= Felicitas Zürcher =

Swiss playwright

Felicitas Zürcher (born 1973) is a Swiss playwright. She is head dramaturge at the Bern Theatre, and has worked at the Maxim Gorki Theater in Berlin, the Deutsches Theater Berlin and the Staatsschauspiel Dresden previously. She has taught at the Folkwang University of the Arts and was head of the Dresden Acting Studio at the University of Music and Theatre Leipzig.

== Life ==
Zürcher was born in 1973 in Olten, Switzerland. She studied German, philosophy and social and economic history at the University of Zurich and the Humboldt University Berlin. In Zurich, she was assistant director at the Theater am Neumarkt and, after her studies, a consultant at a PR agency. From 2001 to 2003 she was assistant director at Maxim Gorki Theater in Berlin and in 2004 she became dramaturge for drama and dance at the Stadttheater Bern. From 2004 to 2009 she was dramaturge at the Deutsches Theater Berlin under Bernd Wilms and Oliver Reese. From 2009 to 2016 she worked at the Staatsschauspiel Dresden under artistic director Wilfried Schulz and was also head of the Dresden Acting Studio at the University of Music and Theatre Leipzig from 2011 to 2016. From 2016 until 2021, she has taught at the Folkwang University of the Arts.

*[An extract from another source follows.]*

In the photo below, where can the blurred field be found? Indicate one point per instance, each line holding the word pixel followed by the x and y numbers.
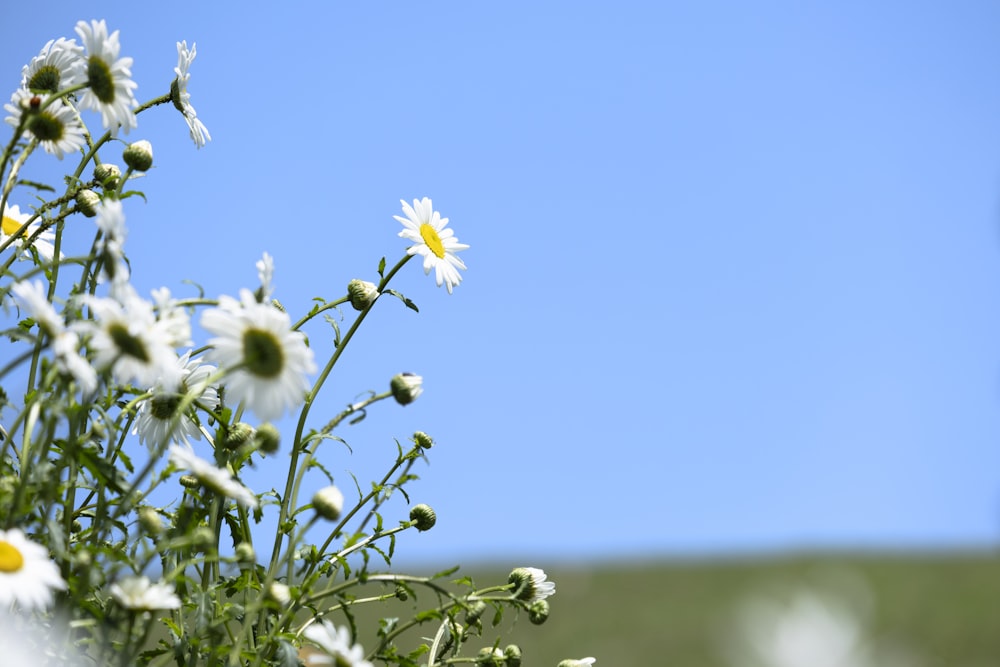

For the 2016/17 season, Zürcher moved to the Düsseldorfer Schauspielhaus as head dramaturg. Since the 2021/2022 season, Zürcher is head dramaturge at the Bern Theatre. Zücher has initiated a variety of activities including a conference, panel discussions and a “Monday Café” for refugees.

Zürcher has been on the jury for the Mülheim Dramatic Prize.